Benefits & Drawbacks of the Partnership Dissolution Agreement


  • The process allows the partners to follow and terminate the business.
  • Clearly defines the role of the partners during the dissolution of the business.
  • Answers various questions like when the business should dissolve along with the details of how the property should be divided among the existing partners.
  • Another benefit is liability protection, which can help to avoid the potential cost and time-consuming litigation between the parties involved.
  • It allows the partners to settle and wind up their own affairs instead of using the default state statutory terms (Li & Wolfstetter, 2009).
  • Since the partnership dissolution agreement is legally enforceable, the partners can enforce the terms that ate mentioned in the dissolution agreement in court.
  • This agreement later serves as a piece of evidence that the partner agreed to terminate the partnership as well as the obligation.


  • One major drawback of partnership dissolution agreement is that these involve a lot of time, energy, and cost for both parties.
  • It’s not possible to cover all the legal bases of both the parties, which again may lead to delay or confusion.
  • Such agreements restrict the ability to operate the documents. For instance, is there is some change in the asset or liability distribution ratio, then it becomes quite difficult to make changes to the document. Thus, there is minimal flexibility.

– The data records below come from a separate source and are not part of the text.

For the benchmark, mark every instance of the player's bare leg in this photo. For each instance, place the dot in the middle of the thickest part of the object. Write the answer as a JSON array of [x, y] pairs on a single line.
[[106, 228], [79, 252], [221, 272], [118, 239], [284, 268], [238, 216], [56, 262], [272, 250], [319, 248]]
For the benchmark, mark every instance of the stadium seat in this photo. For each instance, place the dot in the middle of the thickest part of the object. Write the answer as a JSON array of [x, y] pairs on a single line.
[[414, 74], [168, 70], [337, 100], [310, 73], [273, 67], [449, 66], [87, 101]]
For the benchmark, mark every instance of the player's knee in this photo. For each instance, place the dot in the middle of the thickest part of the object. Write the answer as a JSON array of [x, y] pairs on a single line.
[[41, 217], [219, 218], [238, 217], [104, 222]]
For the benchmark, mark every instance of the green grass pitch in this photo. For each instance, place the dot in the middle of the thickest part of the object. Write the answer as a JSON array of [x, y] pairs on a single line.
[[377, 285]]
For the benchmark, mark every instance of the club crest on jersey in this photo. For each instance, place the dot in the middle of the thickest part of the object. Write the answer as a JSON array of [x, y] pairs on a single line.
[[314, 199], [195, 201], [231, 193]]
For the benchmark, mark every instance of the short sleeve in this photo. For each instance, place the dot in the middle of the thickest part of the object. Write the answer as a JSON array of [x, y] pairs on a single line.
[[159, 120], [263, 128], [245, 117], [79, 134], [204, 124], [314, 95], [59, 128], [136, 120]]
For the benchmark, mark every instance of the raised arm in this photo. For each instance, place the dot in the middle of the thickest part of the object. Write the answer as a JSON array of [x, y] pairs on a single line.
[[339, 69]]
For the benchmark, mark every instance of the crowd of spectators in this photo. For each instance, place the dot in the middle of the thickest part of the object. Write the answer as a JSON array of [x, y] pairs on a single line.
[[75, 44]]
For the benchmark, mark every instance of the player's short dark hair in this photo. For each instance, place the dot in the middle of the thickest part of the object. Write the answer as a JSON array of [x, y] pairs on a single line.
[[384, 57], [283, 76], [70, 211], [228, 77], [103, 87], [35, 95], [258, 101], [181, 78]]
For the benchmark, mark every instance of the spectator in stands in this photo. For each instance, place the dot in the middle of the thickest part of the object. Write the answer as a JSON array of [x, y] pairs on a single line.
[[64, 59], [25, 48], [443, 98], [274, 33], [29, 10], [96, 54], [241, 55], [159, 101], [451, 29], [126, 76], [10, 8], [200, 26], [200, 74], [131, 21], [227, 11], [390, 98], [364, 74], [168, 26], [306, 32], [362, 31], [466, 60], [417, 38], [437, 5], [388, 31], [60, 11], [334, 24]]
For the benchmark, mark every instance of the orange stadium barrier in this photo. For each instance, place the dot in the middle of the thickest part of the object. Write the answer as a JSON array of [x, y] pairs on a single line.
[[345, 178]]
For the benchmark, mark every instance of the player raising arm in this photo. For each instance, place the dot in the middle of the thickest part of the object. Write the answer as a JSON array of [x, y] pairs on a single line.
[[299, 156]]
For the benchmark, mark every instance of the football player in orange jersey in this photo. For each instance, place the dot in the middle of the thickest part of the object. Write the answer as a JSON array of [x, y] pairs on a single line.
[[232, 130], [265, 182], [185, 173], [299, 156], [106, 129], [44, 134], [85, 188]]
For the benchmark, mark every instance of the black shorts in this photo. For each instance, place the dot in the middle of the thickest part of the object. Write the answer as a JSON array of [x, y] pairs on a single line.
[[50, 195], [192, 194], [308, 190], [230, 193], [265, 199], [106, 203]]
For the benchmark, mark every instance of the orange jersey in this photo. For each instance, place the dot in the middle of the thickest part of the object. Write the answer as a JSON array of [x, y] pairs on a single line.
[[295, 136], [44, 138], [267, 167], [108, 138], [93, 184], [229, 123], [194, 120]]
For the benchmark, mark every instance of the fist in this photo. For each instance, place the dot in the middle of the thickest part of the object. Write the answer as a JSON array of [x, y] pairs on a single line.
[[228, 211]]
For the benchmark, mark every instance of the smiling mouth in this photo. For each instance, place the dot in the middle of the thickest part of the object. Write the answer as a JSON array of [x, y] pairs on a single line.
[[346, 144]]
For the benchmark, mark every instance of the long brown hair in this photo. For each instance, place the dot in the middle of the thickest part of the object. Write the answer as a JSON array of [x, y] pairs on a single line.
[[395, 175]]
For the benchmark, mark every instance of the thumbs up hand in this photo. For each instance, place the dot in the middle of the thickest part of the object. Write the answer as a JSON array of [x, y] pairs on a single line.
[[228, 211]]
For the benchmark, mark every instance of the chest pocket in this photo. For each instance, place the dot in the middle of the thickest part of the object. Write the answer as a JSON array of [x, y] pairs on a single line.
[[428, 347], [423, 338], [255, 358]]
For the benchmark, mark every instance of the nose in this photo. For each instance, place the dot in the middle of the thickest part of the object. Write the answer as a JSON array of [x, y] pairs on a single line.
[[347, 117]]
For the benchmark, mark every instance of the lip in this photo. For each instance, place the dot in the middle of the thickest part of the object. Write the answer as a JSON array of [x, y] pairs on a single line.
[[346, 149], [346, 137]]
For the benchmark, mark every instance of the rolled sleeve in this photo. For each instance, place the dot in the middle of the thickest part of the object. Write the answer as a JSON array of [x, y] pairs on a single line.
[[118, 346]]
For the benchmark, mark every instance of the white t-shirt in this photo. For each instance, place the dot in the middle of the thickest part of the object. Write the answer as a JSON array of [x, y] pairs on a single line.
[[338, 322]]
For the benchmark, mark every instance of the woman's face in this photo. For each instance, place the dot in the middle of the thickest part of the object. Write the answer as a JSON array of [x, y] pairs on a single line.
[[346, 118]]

What Happens in Case of Violation

The legal term for violating the contract is a breach of contract, which occurs when one party fails to fulfill the promise made by them according to the provision of the agreement. Partnership dissolution agreement is violated when there is a common dispute among the partners in relation to the termination process. This means that when one or more partners disagree with the decision to dissolve the partnership (Agastya & Birulin, 2018). In such cases, the details mentioned on the partnership agreement will be consulted, which should clearly state the procedure for conflict and termination. The conflict can be related to the issue of property distribution or liability. Some of the common defense against breach of contract include fraud, which means hiding the fact or intentional misunderstanding, duress means when the person is threatened to sign the contract, and mistake means when the person signed the contract by mistake (Li & Wolfstetter, 2009). Remedies for such defense can be in the form of financial compensation provided to the party.

The change in business climate or the goals of the partners involved in a joint business may indicate that its time to dissolve the partnership and release the parties involved along with their obligations. For instance, if a partner dies or enters bankruptcy, then the partnership gets dissolved automatically. But otherwise, when the partners involved agree to terminate the partnership, then by mutual content, they terminate it (de Frutos & Kittsteiner, 2008). Whatever be the reason for partnership dissolution, the partnership dissolution agreement will always be used. A well-drafted agreement can terminate the parties, which helps to prevent conflicts and misunderstandings in the future.